The RoI allows to limit the amount of data generated by tracing. Add the following macros as shown in the code snippet below:
#define __START_TRACE() { asm volatile (".inst 0x2520e020"); }
#define __STOP_TRACE() { asm volatile (".inst 0x2520e040"); }
void fun(double * restrict a, double * restrict b, int size)
{
__START_TRACE()
for (int i=0; i < size; ++i)
{
b[i] += a[i];
}
__STOP_TRACE()
}
Rebuild the application and add the options -a -roi
to Armie to filter data for the RoI:
armie -e libmemtrace_sve_512.so -i libinstrace_emulated.so -a -roi -- ./sve_add.exe
Using libmemtrace_sve_512.so
and libinstrace_emulated.so
will generate two data files instrace.APP.PID.log
and sve-memtrace.APP.PID.log
. instrace.APP.PID.log
traces all instructions executed. sve-memtrace.APP.PID.log
only captures information about SVE memory accesses.

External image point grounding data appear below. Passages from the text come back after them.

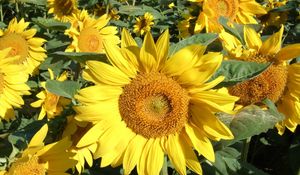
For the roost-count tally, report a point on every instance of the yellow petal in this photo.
(289, 52)
(148, 55)
(162, 46)
(273, 44)
(133, 153)
(252, 38)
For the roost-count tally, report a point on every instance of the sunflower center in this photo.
(18, 44)
(269, 84)
(227, 8)
(2, 85)
(64, 7)
(90, 40)
(154, 105)
(31, 166)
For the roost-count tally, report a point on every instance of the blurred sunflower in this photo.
(153, 105)
(62, 9)
(52, 105)
(12, 84)
(280, 82)
(40, 159)
(143, 24)
(24, 44)
(274, 18)
(239, 11)
(88, 33)
(76, 130)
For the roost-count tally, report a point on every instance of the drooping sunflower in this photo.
(143, 24)
(89, 33)
(51, 104)
(40, 159)
(280, 82)
(146, 104)
(76, 130)
(12, 84)
(62, 9)
(239, 11)
(24, 44)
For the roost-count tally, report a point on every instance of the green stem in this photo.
(245, 149)
(164, 170)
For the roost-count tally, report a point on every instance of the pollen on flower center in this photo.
(31, 166)
(154, 105)
(90, 41)
(269, 84)
(227, 8)
(18, 44)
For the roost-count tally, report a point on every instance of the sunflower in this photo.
(89, 33)
(24, 44)
(153, 105)
(76, 130)
(52, 104)
(279, 83)
(143, 24)
(12, 84)
(62, 9)
(43, 159)
(239, 11)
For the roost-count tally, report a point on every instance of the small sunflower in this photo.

To filter data of interest, run the following commands:
sed -i "/\(,0$\|;\)/d" instrace.sve_add.exe.235921.0000.log
sed -i '1d;$d' sve-memtrace.sve_add.exe.235921.log
awk -F"," '{print $2}' instrace.sve_add.exe.235921.0000.log | LLVM_MC=$(which llvm-mc) ./enc2instr.py | awk -F" : " '{print $2}' > mem.log && paste sve-memtrace.sve_add.exe.235921.log mem.log
The output will look like this:
1, -1042929472, 0, 0, 64, 0xffff81d096a0, 0xffff81cf66d8 ld1d { z1.d }, p0/z, [x0, x1, lsl #3]
2, -1042929472, 0, 0, 64, 0xffff81d092a0, 0xffff81cf66dc ld1d { z0.d }, p0/z, [x19, x1, lsl #3]
3, -1042929472, 0, 1, 64, 0xffff81d096a0, 0xffff81cf66e4 st1d { z0.d }, p0, [x0, x1, lsl #3]
[...]
43, -1042929472, 0, 0, 64, 0xffff81d09a20, 0xffff81cf66d8 ld1d { z1.d }, p0/z, [x0, x1, lsl #3]
44, -1042929472, 0, 0, 64, 0xffff81d09620, 0xffff81cf66dc ld1d { z0.d }, p0/z, [x19, x1, lsl #3]
45, -1042929472, 0, 1, 64, 0xffff81d09a20, 0xffff81cf66e4 st1d { z0.d }, p0, [x0, x1, lsl #3]
46, -1042929472, 0, 0, 56, 0xffff81d09a60, 0xffff81cf66d8 ld1d { z1.d }, p0/z, [x0, x1, lsl #3]
47, -1042929472, 0, 0, 56, 0xffff81d09660, 0xffff81cf66dc ld1d { z0.d }, p0/z, [x19, x1, lsl #3]
48, -1042929472, 0, 1, 56, 0xffff81d09a60, 0xffff81cf66e4 st1d { z0.d }, p0, [x0, x1, lsl #3]
You can identify 16 batches of 512-bit SVE load and stores. All of them are unpredicated and handle 64 bytes, except the last iteration which handles 56 bytes to compute elements indexes [120-126].